2016-07-03 08:11:03 | 演劇

 

何がなんだか、よくわからない。でも、この不思議な世界に引き込まれる。田舎の国道沿い。車の中に鍵を入れたまま、ドアをロックした男(もう少しで40歳になるヤンキー)とその年の離れた彼女(まだ高校生)。そんなふたりと、彼らのいる駐車場にあるコンビニ。(というか、彼らはコンビニの駐車場にいるのだが)そのなかで、引き継ぎをしている朝番と夜番のバイト。そんなふたつの風景を交互に描く。でも、そのふたつのエピソードは交差しない。こんなにも近いのに、別々のエピソードのまま描かれていく。

なんだかわからないけど、事故が起きたようだ。それでコンビニは電気も落ちて店を開けることができない。店長(彼も雇われ店長であまりやる気はない)は奥で寝ている。起きている事実は明確にしないまま、なんだかとんでもないトラブルが襲い、サービスは機能しない。またまた震災を描くのか、とも思う。最初にノストラダムスの大予言の話が振られるからこれはまだ20世紀の終わりのお話なのか。描かれる世界の時間すら曖昧なのだ。とりあえず、ここでは本来我々を安心させるはずのサービスが機能しない。

 

このタイトルはそこからきているようなのだが、これは単純にサービスを巡るお話というわけでもなさそうだ。そんなことは最初からわかっている。では、何が問題なのか。八百屋舞台で、ゴムを縦横に使い仕切りや境界(同じ事かぁ)を作る。そんな抽象的でシンプルな装置が、この不安と混乱を助長する。お話はストレートには流れていかない。停滞し、あちらこちらへと拡散する。単純にストーリーを追おうとすると、混乱は増幅するばかりだ。

そんな彼らのところに、救助のために2人(なぜか、ヤクザと歯科医)と一匹(犬)が来る。だが、彼ら(と、言いつつも演じるのは女性だが)はさらなる混乱を巻き起こすばかりで、事態を何一つ収集してくれない。都市の機能が停止して、自分の存在が無になる瞬間。何をどうしたなら事態を収拾できるのか。
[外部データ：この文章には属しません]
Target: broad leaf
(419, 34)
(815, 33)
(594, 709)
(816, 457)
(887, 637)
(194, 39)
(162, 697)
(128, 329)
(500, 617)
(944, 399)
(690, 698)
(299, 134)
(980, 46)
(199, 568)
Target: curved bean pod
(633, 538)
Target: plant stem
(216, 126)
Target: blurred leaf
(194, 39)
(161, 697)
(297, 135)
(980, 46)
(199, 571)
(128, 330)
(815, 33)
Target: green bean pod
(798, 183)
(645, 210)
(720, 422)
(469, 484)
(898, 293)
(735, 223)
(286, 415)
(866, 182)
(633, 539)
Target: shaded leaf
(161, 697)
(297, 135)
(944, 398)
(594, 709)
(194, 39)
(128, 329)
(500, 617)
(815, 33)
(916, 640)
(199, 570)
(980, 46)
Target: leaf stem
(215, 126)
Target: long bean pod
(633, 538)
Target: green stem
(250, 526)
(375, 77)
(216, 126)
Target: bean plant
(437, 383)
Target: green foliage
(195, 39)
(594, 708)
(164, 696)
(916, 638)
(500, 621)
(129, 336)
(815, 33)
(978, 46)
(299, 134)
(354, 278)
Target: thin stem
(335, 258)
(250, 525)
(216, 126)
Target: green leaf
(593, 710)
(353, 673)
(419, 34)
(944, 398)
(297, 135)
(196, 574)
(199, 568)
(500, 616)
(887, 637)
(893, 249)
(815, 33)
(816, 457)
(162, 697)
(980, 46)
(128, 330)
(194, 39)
車の事故ならジャフ(?)を呼べばいい、というけど、そんなことで収拾しないこともある。というか、ジャフも来ない。電話もない(車の中)から連絡も出来ない。10円のお金がないから公衆電話からかける事すら不可能。だいたい公衆電話なんて、もうどこにもないし。

 

抽象的な空間で、リアルな事態を理解不能なドラマとして展開していく。不条理劇のようなのだが、それにしては細部はやはり、リアル。悪夢のような(悪夢です)時間をいつまでも堂々巡りで描いて行く。100分間のサバイバル。どこにも行けない。